By Robert Hackett
June 16, 2015

According to a group of community organizations, Walmart (WMT) has been using its charitable arm, effectively, as a lobbying operation.

The groups filed a complaint with the Internal Revenue Service on Monday alleging that the Walmart Foundation breached its tax exempt status by using millions of dollars in charitable donations to help it expand into big cities such as New York, Washington, D.C., Chicago, Boston, and Los Angeles, among others.

The grievance, sent to IRS Commissioner John Koskinen, contends that the retailer would pump more funds into markets where it sought to gain entry, the New York Times said. That includes boosting its donations in Los Angeles to $1.4 million at a time when the company planned to open a store there. Once the store opened two years later, those donations plummeted back down to the $200,000 range where they stayed in the years preceding the company’s plan to open a store.

The same pattern can be seen in other cities, the complaint alleges. The foundation “appears to target its donations and influence its grantees primarily to assist Walmart to achieve those expansion goals, ultimately providing Walmart more than an incidental benefit. Walmart Foundation’s activities are impermissible under the Code,” the Washington Post reported, citing the document.

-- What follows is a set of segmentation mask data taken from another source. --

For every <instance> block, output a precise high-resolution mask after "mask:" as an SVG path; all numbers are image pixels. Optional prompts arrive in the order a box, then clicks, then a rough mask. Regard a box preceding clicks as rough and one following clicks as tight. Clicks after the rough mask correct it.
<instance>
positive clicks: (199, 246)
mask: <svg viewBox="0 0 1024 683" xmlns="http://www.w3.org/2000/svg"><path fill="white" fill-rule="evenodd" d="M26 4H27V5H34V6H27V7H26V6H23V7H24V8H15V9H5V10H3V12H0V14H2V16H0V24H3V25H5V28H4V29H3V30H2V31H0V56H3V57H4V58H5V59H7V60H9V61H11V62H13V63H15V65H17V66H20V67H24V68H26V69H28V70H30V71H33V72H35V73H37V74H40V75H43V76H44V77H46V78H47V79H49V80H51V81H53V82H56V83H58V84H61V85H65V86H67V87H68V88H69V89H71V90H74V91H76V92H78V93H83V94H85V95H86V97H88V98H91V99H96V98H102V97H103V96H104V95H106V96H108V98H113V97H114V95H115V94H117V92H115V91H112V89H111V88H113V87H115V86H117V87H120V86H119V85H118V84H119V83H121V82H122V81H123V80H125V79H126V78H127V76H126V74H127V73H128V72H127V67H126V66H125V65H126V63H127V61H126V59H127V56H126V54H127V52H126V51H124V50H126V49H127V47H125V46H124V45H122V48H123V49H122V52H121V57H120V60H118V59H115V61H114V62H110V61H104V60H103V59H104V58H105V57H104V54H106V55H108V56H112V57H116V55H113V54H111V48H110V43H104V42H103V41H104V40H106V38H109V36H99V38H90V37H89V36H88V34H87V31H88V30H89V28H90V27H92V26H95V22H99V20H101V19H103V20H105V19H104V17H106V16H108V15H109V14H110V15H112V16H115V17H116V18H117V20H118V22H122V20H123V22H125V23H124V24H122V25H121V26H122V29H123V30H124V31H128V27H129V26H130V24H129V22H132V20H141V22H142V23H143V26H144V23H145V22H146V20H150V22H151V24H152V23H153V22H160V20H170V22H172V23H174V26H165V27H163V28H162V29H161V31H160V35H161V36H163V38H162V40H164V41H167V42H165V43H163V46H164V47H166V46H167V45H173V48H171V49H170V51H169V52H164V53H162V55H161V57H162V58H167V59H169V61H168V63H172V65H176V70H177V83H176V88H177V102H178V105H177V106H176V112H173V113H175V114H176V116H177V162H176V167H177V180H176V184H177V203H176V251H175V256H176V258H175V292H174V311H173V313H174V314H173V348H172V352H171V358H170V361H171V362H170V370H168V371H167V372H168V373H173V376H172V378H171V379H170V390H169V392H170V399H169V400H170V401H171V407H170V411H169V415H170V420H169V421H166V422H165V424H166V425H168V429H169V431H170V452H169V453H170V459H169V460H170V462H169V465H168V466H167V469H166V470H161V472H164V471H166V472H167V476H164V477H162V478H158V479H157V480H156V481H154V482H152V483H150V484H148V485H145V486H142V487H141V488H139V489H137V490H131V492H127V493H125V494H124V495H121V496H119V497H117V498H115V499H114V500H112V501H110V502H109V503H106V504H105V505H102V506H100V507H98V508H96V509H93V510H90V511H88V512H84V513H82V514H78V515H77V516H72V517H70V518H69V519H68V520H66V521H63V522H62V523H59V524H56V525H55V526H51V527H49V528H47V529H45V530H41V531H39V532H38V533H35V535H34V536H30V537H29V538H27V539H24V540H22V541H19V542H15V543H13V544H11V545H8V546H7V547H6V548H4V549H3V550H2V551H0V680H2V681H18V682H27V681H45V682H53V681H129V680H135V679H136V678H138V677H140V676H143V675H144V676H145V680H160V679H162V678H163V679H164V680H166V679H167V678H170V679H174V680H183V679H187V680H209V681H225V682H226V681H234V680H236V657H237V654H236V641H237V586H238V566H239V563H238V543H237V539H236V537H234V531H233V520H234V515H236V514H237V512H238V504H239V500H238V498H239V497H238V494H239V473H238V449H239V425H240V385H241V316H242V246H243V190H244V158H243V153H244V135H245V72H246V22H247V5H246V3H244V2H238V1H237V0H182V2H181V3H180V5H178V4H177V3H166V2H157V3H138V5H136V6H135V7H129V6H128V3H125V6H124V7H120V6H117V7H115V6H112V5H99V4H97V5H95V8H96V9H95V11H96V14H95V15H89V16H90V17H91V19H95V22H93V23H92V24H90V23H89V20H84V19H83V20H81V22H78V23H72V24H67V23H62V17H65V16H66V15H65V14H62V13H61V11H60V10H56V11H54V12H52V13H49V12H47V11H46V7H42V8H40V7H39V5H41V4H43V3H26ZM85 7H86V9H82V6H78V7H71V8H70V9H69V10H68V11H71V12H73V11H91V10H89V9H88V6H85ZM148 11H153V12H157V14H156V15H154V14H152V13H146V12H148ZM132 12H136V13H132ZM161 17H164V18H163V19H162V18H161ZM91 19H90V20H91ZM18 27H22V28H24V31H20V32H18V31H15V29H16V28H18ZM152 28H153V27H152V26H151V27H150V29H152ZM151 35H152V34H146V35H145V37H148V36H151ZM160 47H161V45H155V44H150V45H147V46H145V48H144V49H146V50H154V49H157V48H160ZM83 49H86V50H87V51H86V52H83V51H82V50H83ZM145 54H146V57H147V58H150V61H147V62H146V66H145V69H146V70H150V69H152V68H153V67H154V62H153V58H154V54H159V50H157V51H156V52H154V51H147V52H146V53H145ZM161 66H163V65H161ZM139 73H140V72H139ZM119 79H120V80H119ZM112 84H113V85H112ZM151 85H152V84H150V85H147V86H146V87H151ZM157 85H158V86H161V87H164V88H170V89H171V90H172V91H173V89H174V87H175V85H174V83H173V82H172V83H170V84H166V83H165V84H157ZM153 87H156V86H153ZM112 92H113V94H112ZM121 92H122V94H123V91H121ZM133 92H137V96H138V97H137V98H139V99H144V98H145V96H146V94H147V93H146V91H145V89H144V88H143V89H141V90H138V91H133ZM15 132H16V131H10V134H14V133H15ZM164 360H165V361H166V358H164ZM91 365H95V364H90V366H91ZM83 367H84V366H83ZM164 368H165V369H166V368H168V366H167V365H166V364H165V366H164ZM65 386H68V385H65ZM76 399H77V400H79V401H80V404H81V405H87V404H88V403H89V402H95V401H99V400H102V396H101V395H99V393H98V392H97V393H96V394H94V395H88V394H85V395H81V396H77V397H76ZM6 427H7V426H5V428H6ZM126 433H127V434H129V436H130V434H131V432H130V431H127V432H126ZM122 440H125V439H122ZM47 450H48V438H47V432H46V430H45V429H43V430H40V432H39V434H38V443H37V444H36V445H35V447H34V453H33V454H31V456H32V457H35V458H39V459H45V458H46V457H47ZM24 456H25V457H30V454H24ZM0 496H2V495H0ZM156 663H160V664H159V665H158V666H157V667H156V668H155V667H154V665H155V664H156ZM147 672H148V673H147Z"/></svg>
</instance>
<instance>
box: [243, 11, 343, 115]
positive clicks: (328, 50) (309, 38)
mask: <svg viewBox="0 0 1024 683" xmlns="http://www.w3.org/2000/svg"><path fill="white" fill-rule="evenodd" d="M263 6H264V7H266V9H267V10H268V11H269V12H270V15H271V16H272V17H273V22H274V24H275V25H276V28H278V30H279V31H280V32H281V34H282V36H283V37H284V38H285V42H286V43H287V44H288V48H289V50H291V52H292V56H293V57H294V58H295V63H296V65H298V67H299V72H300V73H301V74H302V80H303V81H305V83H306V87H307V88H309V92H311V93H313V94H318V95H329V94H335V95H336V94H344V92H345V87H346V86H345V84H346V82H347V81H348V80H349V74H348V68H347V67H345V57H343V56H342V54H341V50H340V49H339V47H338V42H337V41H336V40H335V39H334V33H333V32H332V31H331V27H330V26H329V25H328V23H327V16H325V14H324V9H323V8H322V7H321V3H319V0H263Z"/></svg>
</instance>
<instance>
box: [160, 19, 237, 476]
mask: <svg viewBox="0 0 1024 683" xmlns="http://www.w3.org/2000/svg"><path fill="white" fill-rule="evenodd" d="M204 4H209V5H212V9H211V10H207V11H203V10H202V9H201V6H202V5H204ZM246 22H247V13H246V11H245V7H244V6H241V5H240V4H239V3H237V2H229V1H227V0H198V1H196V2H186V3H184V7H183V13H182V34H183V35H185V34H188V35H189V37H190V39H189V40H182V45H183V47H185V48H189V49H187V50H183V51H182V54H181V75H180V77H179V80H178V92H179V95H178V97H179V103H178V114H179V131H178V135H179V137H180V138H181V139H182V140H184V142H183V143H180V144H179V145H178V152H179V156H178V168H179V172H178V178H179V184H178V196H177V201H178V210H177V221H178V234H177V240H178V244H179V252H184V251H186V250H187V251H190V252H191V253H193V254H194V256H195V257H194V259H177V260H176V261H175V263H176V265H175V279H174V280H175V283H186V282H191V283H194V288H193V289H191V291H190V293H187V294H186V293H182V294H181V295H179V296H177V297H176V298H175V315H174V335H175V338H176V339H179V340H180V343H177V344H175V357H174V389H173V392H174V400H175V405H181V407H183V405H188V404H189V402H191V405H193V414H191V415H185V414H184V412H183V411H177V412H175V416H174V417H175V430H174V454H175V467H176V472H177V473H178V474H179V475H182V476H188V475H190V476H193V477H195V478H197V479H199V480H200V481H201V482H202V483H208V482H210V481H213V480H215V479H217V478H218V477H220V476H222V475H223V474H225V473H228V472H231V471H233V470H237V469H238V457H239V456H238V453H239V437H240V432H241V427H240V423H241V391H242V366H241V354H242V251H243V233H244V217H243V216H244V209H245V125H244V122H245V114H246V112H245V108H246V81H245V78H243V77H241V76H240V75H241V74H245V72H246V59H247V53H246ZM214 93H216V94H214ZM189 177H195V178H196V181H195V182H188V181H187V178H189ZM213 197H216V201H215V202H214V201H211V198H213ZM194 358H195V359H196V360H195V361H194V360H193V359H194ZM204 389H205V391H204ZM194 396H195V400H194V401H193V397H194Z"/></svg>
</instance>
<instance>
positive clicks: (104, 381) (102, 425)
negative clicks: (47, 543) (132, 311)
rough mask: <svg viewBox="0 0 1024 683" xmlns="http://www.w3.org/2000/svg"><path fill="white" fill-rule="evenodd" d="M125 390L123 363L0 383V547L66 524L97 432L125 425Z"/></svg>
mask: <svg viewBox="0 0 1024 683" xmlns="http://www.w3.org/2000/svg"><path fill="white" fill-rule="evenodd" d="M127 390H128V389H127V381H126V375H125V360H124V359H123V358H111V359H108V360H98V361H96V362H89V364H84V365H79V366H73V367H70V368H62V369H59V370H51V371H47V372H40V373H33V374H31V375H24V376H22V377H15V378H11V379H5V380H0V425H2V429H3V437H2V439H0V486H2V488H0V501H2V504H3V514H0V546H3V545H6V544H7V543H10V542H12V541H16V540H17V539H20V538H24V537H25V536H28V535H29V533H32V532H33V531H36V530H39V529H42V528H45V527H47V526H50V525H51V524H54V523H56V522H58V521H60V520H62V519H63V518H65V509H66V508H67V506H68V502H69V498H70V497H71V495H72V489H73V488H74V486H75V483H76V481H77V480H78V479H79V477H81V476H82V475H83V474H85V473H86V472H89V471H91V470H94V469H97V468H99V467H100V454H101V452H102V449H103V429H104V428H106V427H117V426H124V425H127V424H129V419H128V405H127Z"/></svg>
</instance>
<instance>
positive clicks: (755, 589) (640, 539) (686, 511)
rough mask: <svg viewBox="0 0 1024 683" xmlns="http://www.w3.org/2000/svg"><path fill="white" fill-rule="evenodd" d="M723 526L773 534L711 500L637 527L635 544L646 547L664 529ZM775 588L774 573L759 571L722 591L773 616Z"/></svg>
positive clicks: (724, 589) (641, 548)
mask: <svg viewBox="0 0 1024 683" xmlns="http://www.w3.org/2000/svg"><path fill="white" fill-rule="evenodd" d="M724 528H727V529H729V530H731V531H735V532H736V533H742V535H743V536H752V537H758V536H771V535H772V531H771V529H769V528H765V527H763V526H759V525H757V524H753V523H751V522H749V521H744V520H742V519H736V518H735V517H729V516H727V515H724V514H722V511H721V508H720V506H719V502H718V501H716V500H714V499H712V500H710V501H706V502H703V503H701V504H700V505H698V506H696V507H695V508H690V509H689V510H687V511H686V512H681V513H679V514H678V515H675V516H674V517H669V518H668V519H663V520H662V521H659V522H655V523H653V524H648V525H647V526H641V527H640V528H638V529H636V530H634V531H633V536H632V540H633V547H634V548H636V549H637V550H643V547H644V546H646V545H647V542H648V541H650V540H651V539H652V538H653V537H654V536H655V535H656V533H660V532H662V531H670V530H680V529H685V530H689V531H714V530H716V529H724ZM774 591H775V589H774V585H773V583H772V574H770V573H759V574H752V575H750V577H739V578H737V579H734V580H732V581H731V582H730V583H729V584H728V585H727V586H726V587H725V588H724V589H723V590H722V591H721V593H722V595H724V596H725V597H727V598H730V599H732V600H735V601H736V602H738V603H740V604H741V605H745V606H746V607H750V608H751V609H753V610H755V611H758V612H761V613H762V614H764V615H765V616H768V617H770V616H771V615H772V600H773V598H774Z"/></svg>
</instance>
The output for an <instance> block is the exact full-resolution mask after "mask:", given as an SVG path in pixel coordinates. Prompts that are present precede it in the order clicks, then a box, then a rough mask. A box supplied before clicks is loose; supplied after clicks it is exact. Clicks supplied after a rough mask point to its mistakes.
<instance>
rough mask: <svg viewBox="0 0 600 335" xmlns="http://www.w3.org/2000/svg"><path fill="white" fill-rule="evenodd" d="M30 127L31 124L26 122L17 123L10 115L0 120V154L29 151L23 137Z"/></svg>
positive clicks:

The retailer, however, argues otherwise.

“We provide support for these and other important causes in communities across the U.S. and around the world, not just to particular areas or cities, and it’s unfortunate to see criticism of the Foundation’s charitable giving,” said Tricia Moriarty, global responsibility communications director, in a statement, according to the paper. “The Walmart Foundation takes the Internal Revenue Code and regulations very seriously and the allegations made have no merit.”

In total, the Walmart Foundation doled out $1.4 billion last year.